Job well done applecruncher.


----------



## SeaBreeze (Jan 15, 2018)

That's good AC, always nice to avoid an unnecessary mess of any kind.  I rarely have to use them, but I have one in my main bathroom with the narrower end to it, and the old fashioned red one in the basement bath.  Both my toilets are older and normal full flush, luckily don't have many problems at all....but I don't look forward to the day when I'm forced to buy the low flush, especially if it's like Pappy said about not taking much paper, in that case my plunger will be working overtime. layful:


----------



## nvtribefan (Jan 15, 2018)

applecruncher said:


> Water was up to rim and I was worried about flooding the floor.



You know to turn the water off at the first sign of a backup, right?


----------



## applecruncher (Jan 15, 2018)

nvtribefan said:


> You know to turn the water off at the first sign of a backup, right?



No, didn't do that.  You mean the valve at back of toilet?   (taking notes)

Also looked at some YouTube videos .....a few said before getting out the plunger try dish washing liquid & hot water.


----------



## nvtribefan (Jan 15, 2018)

applecruncher said:


> No, didn't do that.  You mean the valve at back of toilet?   (taking notes)



Yes.  Good to know in case of a leak or break.


----------



## Manatee (Jan 30, 2018)

It is good to train _everyone _in the household that if you are not actively using the toilet, the _lid _is to be closed.  That way you don't have to participate in fishing expeditions for dentures, eyeglasses, toothbrushes cell phones, etc.


----------



## applecruncher (Jan 30, 2018)

Also people should keep a good quality plunger in each bathroom. Never know when a visitor/guest might need it. 

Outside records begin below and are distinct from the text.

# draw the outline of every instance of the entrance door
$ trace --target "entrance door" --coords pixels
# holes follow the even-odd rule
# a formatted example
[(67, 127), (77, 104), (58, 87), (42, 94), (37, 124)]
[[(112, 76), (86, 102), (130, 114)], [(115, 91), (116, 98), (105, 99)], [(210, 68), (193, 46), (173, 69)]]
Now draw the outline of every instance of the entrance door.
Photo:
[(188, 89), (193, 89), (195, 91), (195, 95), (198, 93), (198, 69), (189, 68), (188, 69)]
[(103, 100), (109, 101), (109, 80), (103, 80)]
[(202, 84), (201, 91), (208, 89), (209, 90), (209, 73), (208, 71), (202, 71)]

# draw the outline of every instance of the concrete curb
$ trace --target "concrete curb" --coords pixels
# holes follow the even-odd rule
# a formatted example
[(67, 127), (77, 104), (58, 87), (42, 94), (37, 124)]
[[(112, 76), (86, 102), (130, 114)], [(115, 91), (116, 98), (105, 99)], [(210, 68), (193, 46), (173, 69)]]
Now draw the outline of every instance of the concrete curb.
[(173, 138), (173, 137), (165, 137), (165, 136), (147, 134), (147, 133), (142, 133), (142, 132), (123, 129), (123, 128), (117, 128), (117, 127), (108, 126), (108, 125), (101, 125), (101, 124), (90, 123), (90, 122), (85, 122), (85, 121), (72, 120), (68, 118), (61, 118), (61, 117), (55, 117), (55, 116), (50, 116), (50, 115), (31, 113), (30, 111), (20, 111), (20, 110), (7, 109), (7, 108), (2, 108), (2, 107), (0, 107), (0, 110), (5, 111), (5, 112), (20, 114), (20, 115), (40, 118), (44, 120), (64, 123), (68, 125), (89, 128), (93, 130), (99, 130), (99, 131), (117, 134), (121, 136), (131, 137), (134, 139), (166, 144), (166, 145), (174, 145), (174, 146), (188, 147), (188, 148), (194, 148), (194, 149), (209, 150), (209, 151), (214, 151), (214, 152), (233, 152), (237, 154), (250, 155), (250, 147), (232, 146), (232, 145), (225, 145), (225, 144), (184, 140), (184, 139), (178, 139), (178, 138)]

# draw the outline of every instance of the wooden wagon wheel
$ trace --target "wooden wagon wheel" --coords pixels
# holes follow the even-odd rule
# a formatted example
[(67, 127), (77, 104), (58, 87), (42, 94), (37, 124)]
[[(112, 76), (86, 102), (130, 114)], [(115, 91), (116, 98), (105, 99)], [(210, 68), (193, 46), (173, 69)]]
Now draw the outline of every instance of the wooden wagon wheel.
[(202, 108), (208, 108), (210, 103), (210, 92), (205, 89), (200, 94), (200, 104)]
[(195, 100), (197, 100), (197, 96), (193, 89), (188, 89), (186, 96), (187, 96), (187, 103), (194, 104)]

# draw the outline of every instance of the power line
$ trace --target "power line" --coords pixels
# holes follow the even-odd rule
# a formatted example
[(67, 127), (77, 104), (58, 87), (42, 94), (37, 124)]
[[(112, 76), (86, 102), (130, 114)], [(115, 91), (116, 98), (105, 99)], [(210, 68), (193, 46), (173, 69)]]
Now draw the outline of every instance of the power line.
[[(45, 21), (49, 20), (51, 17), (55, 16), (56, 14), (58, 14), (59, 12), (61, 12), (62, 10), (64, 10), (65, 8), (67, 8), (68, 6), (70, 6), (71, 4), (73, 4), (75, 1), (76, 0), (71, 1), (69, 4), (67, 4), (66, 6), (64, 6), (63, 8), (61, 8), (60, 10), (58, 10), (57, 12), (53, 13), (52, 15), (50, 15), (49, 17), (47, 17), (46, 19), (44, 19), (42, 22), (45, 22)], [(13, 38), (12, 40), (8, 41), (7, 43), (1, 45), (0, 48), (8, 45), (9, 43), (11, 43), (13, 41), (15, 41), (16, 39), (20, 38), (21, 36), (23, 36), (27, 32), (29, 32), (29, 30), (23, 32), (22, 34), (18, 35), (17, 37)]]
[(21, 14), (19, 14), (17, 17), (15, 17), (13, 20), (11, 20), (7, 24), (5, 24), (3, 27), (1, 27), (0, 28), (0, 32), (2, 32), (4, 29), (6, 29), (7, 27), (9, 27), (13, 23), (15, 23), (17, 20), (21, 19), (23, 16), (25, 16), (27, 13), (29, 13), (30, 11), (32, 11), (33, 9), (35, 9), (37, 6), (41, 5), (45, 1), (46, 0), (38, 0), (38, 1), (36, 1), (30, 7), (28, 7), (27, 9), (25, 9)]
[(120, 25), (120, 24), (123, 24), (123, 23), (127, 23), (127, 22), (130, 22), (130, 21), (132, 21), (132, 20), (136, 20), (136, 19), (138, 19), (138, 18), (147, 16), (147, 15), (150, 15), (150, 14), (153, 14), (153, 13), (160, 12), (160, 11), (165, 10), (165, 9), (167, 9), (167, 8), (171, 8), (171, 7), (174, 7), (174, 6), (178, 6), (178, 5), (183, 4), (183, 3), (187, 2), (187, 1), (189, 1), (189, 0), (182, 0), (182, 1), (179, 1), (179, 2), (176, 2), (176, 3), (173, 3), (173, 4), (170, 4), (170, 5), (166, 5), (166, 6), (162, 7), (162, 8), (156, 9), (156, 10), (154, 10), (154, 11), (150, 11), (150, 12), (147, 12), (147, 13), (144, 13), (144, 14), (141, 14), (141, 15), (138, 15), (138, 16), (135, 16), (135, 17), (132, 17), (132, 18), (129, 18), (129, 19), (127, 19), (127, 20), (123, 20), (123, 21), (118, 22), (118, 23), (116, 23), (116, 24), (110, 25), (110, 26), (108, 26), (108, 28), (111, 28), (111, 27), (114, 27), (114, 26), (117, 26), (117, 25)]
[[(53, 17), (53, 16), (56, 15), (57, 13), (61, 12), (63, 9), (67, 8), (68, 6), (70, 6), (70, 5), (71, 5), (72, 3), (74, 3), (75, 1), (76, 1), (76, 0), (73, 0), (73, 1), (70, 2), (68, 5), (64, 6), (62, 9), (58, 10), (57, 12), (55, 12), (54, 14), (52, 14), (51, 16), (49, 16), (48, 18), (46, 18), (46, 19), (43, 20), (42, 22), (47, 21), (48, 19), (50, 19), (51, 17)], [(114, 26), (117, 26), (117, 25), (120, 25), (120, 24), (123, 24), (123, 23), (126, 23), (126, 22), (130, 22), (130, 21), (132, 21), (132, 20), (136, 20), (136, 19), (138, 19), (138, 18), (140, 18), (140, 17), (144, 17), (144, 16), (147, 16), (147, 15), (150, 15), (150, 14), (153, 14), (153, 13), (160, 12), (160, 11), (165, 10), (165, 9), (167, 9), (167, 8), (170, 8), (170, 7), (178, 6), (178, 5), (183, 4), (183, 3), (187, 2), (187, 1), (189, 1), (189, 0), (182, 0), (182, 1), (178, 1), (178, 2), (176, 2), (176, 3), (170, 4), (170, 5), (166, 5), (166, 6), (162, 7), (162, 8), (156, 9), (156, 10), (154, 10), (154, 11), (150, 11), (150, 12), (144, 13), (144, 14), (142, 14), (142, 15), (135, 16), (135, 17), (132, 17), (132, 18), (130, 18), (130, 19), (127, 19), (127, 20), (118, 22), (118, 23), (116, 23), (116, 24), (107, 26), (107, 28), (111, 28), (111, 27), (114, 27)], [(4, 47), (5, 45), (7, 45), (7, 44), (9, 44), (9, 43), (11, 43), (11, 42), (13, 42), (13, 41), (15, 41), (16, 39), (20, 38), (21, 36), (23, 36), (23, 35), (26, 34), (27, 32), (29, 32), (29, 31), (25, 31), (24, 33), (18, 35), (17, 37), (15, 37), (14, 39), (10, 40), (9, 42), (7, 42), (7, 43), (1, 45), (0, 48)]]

I've read that dishwashing detergent and a gallon of hot water will usually clear the clog.


----------



## applecruncher (May 27, 2019)

:bump:   Resurrecting...

Had to do it again - this time wasn't "messy" but water overflowed...lots of mopping. (I forgot to turn off water valve like nvtribefan advised)

I was really frustrated, but suddenly...YAY!!  :grin:


----------